Tres eran los clientes habituales de los garitos de juego, aparte de los visitantes ocasionales que se asomaban por curiosidad o para matar el rato muy de tarde en tarde: Los tahúres, que así se llamaban los que “estaban poseídos por el diablo del juego”, (ludópatas, que diríamos ahora); los fulleros (que eran los jugadores profesionales, que podían hacer trampas o no hacerlas, pero que casi siempre ganaban) y los barateros… que no tocaban ni una baraja, ni unos dados. Ejercían de espectadores… pero raro era el día que no se iban con ganancia en la bolsa, una vez descontado el pago de la entrada. Pues era costumbre que si se ganaba una gran baza se repartiera algo entre los espectadores cercanos, en la creencia de que la suerte, si no se compartía, se iba con otro menos egoísta. A esta propinilla se le llamaba “el barato”, y de ahí que quienes vivieran de ella se les conociera como “barateros”. También estaban los que iban a primera hora y se sentaban en las mesas, no para jugar, sino para ceder el asiento a cambio de una propina a quien se lo requiriera (lo que solía suceder cuando el local se empezaba a llenar). Otras propinas se solían ganar a cambio de traer de comer o de beber, e incluso de llevar un orinal para luego vaciarlo fuera, que cuando los naipes estaban calientes ningún tahúr se levantaba de la mesa, no sea que se enfriasen. Otras veces los barateros hacían cosas menos amables: Como colocarse tras los jugadores y mediante un código secreto chistarle la jugada al fullero con el que iban conchabados. O aprovechar el gentío para hurtar una bolsa o siquiera algunas monedas. O, descubriendo a un fullero que se había colado sin permiso en el local, hacerle dar una propinilla para que no cantarle cual canario la nueva al garitero, También los había que, si veían que uno ganaba abundantemente, mandaba aviso a algunos valentones para que lo siguieran y le aligerasen la bolsa, liberándole así del peso de tanto dinero mal ganado.

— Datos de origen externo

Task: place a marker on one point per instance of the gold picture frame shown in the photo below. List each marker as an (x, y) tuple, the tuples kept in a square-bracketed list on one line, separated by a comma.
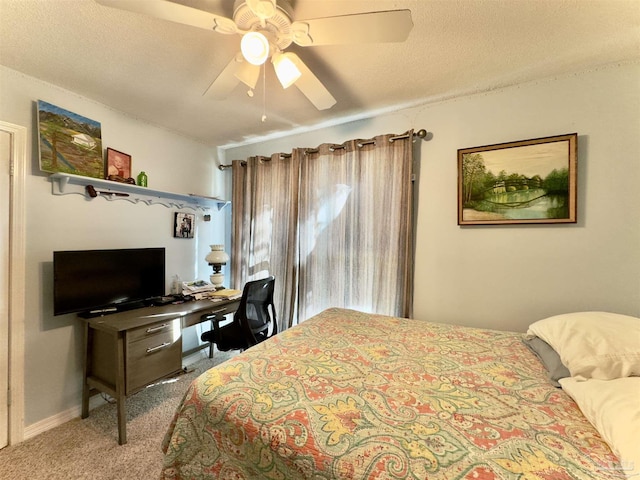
[(527, 181)]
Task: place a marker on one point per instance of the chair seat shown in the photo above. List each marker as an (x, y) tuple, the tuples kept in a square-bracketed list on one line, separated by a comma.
[(229, 337), (251, 321)]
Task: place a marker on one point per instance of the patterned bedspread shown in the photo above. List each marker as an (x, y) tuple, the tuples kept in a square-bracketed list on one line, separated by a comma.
[(349, 395)]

Si el jugador (eventual o demasiado habitual) no quería someterse a semejantes peligros lo mejor que podía hacer en nuestro Siglo de Oro era ir a una de las llamadas “Casas de Conversación”, cuyo concepto luego copiaron esos pérfidos herejes y ahora se conoce como “club inglés”, aunque la idea fue nuestra y bien nuestra. A menudo eran casas particulares donde el dueño abría la puerta a determinadas horas a ciertas estancias. No se pagaba por entrar, pero a cambio lo que hoy llamamos “derecho de admisión” era muy riguroso, y sólo entraba gente de calidad avalada por un habitual de la casa. En ellas se podía charlar de nimiedades, debatir sobre la política del reino o sobre la última decisión de Olivares. Del mismo modo, los poetillas recitaban a sus amigos más íntimos sus poesías y se establecían, a veces, hasta duelos de ingenio, acertijos y composiciones rimadas improvisadas. Y, por supuesto, también se jugaba. Y a veces a juegos ilegales, y con apuestas altas, que había que tener muchos hígados o ser muy insensato para sostenerlas, que al no estar estas Casas de Conversación tan vigiladas por la ley como los Garitos, podían ser más peligrosos aún que ellas.
¡Qué le digan sino al pobre don Luís de Góngora, que regentaba una de estas Casas, (en su propio domicilio) y que de tanto jugar acabó perdiendo su hacienda entera, y se encontró en la calle, arruinado y enfermo!